Bu bağlamda, özellikle Kolombiya ile yürütülen müzakereleri yakından takip ettiğini belirten De Gucht, karşılıklı diyalogun önemini hatırlattı. Hindistan ile yürütülen, 12–16 Nisan tarihleri arasında 9. tur görüşmeleri yapılan müzakerelerle ilgili olarak da, sürdürülebilir kalkınma konusunun üzerinde durduklarını ve ayrıca sendikaları da içerecek bir “İç Danışma Kurulu” oluşturmayı planladıklarını sözlerine ekledi.
John Monks ise, AB-Güney Kore anlaşmasının dengeli olduğunu belirtti ve anlaşmanın işçi haklarının geliştirilmesine katkıda bulunmasını umduğunu ifade etti.
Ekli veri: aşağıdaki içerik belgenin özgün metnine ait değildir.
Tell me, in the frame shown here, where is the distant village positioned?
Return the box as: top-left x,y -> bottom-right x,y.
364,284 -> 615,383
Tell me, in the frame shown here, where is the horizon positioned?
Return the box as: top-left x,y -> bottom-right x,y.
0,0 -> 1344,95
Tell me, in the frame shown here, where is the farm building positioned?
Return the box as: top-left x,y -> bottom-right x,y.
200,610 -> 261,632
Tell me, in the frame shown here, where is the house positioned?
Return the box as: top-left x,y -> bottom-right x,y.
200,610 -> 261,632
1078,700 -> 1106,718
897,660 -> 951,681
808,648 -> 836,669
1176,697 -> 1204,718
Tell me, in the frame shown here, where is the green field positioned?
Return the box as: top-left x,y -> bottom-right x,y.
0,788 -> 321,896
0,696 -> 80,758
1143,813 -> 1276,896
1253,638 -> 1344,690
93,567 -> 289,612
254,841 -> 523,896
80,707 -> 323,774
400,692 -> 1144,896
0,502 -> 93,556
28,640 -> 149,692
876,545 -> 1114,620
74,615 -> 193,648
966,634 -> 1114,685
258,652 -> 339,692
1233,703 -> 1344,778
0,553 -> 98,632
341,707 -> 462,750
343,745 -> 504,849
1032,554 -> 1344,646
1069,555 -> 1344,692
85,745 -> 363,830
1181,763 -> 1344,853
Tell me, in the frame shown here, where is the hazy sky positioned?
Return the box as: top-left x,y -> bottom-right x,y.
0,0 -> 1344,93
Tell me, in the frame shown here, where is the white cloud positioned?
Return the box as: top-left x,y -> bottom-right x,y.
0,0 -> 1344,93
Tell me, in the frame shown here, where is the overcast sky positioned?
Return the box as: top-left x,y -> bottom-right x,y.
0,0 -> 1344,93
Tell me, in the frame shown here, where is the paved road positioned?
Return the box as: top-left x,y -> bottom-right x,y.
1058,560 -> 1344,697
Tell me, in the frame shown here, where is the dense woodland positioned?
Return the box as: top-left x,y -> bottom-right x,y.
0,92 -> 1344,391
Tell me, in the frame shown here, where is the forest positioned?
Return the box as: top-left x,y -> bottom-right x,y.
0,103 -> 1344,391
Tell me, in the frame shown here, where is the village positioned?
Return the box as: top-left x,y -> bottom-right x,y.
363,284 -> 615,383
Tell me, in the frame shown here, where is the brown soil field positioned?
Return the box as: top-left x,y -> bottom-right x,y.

Ayrıca, tüm sektörlerin bu anlaşmadan yarar sağlaması gerektiğini vurgulayarak, yeni iş olanakları yaratılmasının önemini hatırlattı. Konfederasyon’un özellikle izleme ve değerlendirme konularında rol almasının faydalı olacağının altını çizdi. Kolombiya ile yürütülen müzakerelere de değinen Monks, insan haklarına ilişkin konularda daha somut adımlara ihtiyaç duyulduğunu vurguladı.
Hatırlanacağı üzere, Latin Amerika’da yer alan dört sivil toplum kuruluşu (ALOP, Grupo Sur, OIDHACO ve Red UE-CAN), 15 Mart 2010’da yayımladıkları ortak bildiride, Kolombiya ve Peru’da yaşanan ciddi insan hakları krizlerinin STA’da gerektiği şekilde dikkate alınmadığını belirtmişlerdi. Özellikle Kolombiya’da yaşanan insan hakları ihlallerine değinilen bildiride, STA’nın bu alanda yetersiz ve etkisiz kaldığı vurgulanmıştı. Bu bağlamda, anlaşmada yer alan sürdürülebilir kalkınma, insan hakları, iyi yönetişim ve hukukun üstünlüğü kavramlarının insan haklarından ziyade ticari çıkarları korumaya yönelik olduğunun üzerinde durulmuştu. Benzer şekilde, Avrupa Parlamentosu Üyesi Helmut Scholz da, söz konusu anlaşmada, AB’nin ticari konuları sivil özgürlükler ve demokrasiden daha önemli gördüğünü ve bunun da utanç verici olduğunu belirten bir açıklama yapmıştı.